Tout a commencé en 2013, à la veille de l’Expo universelle de Milan, dont le thème était «Nourrir la Planète», quand le gouvernement est venu à Modène pour nous associer au projet, qui prévoyait des célébrations et des fêtes inouïes. Ils ne m’ont pas demandé ce que le thème m’inspirait et j’ai donc imaginé mon propre concept. Tout le monde a pensé que j’étais cinglé, j’ai l’habitude. Pour moi, nourrir la planète, c’est d’abord lutter contre le gaspillage: c’est notre objectif depuis le premier jour au restaurant, où l’ensemble des ingrédients non utilisés sont valorisés pour les repas de l’équipe.

C’est ainsi qu’est né le ­Refettorio Ambosiano ...
A l’époque, il y avait beaucoup d’immigrés africains à Milan, qui dormaient dans la rue. J’ai imaginé transformer un site désaffecté du centre ville en un lieu magnifique où cuisiner les surplus pour les sans-abris. Là-dessus, le Pape François nous a proposé ce théâtre du quartier périphérique de Greco, nous offrant de mettre en lumière la périphérie, les marges. A partir de là, ça a été très simple de convaincre des artistes, designers, architectes de s’associer au projet, et de faire venir des chefs du monde entier.

Aujourd’hui, votre fondation Food for Soul est à l’origine d’un incroyable réseau international.
Nous avons treize Réfectoires dans neuf pays, dont Genève est le dernier, et beaucoup d’autres projets. Chacun est un peu différent: Paris est ouvert le midi aux clients payants, avec de bons prix et sert des repas gratuits le soir, comme Genève. Milan a un programme caritatif incroyable avec Caritas, Londres loue ses espaces. Alors que Rio a une formidable Ecole de cuisine qui aide les femmes à sortir de la pauvreté en les formant. Chaque lieu a son identité et son concept.

Combien de repas sont servis?
Plus d’un demi-million en 2020, plus d’un million en 2021. Il faut s’imaginer le volume de ce qui a été préservé, toute la nourriture qui n’a pas été détruite. Food for Soul est désormais un mouvement planétaire, soutenu par de grandes entreprises, qui relie des citoyens du monde entier: ça nous a permis d’ouvrir six réfectoires en un an et demi: Merida, Lima, New York, San Francisco, Sydney et maintenant Genève.

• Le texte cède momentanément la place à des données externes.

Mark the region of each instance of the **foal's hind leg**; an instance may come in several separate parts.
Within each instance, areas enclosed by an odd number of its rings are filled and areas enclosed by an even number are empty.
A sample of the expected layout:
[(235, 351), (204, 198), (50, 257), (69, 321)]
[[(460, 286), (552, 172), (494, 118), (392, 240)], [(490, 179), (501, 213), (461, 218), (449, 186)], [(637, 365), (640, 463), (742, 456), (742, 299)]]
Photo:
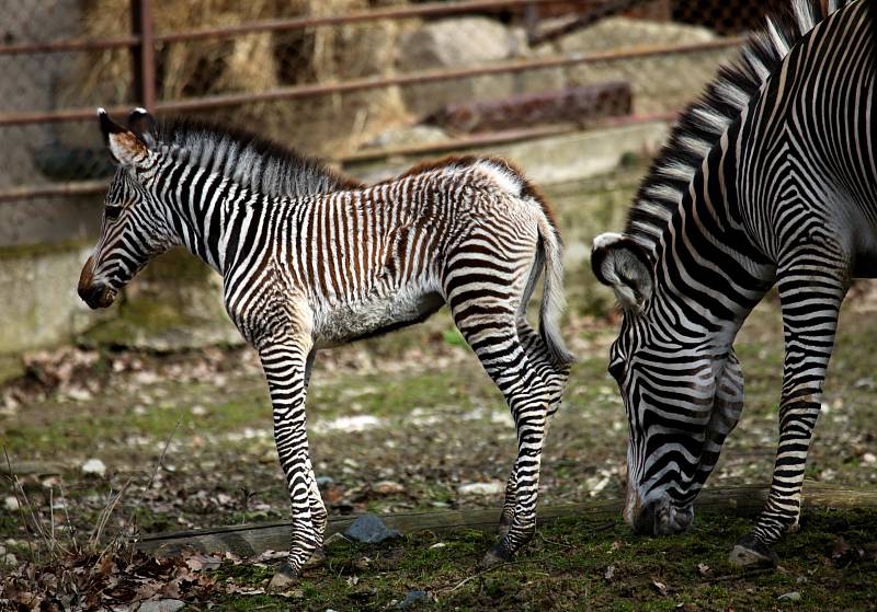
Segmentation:
[(517, 429), (514, 517), (508, 533), (485, 556), (482, 564), (490, 566), (511, 558), (536, 531), (536, 496), (549, 392), (517, 338), (514, 308), (470, 303), (466, 308), (452, 307), (452, 313), (466, 342), (505, 396)]
[[(521, 342), (521, 346), (524, 347), (529, 362), (533, 363), (548, 388), (548, 423), (550, 423), (550, 417), (560, 408), (560, 401), (567, 389), (569, 366), (558, 366), (555, 362), (538, 332), (536, 332), (523, 316), (520, 316), (517, 320), (517, 338)], [(546, 423), (546, 432), (548, 423)], [(501, 536), (504, 536), (509, 532), (509, 528), (514, 521), (516, 489), (517, 474), (515, 464), (512, 466), (509, 481), (505, 485), (505, 501), (502, 507), (502, 515), (500, 516), (500, 524), (498, 528), (498, 532)]]

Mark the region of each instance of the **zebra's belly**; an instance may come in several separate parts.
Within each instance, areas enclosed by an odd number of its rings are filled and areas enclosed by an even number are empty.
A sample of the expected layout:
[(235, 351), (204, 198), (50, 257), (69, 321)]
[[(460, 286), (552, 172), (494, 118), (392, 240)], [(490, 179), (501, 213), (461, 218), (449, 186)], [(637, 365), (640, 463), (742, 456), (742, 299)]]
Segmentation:
[(420, 323), (444, 303), (438, 293), (417, 290), (400, 290), (386, 298), (342, 302), (315, 313), (315, 346), (338, 346)]

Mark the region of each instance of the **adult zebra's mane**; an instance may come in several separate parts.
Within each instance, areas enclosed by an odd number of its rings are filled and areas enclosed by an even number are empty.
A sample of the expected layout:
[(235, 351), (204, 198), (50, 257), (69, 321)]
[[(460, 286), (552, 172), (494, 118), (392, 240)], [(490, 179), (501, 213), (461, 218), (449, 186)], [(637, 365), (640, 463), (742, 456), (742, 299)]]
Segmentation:
[[(816, 25), (855, 0), (791, 0), (784, 14), (767, 16), (738, 58), (719, 69), (701, 99), (676, 120), (667, 145), (642, 180), (627, 215), (625, 233), (654, 253), (691, 180), (791, 48)], [(870, 1), (870, 0), (865, 0)]]
[(155, 138), (176, 160), (227, 176), (269, 196), (307, 196), (362, 185), (317, 159), (240, 129), (193, 119), (166, 119)]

L’engagement est un devoir pour vous?
Quand nous avons ouvert le ­premier Refettorio, je venais de décrocher le titre de meilleur restaurant du monde, et j’éprouvais le besoin de rendre une part de ma chance et de mon bonheur. ­Aujourd’hui, tout le monde construit des murs; nous tentons au contraire d’abattre des murs et de partager nos vies avec les plus fragiles.

José Andres ou Daniel Humm ont aussi épousé des causes solidaires, éthiques, environnementales. Le rôle des chefs s’est transformé radicalement ces dernières années?
Nous avons tous une approche différente: José Andres intervient dans l’urgence, lors de catastrophes naturelles, pour nourrir les populations sinistrées, et c’est un concept fantastique. Pour moi, il s’agit davantage de projets culturels, mais nous avons commencé à peu près en même temps (José Andres en 2010), nous sommes en quelque sorte deux pionniers, qui avons été beaucoup suivis au cours de ces dernières années. Je crois qu’on peut parler d’une révolution humaniste des cuisines.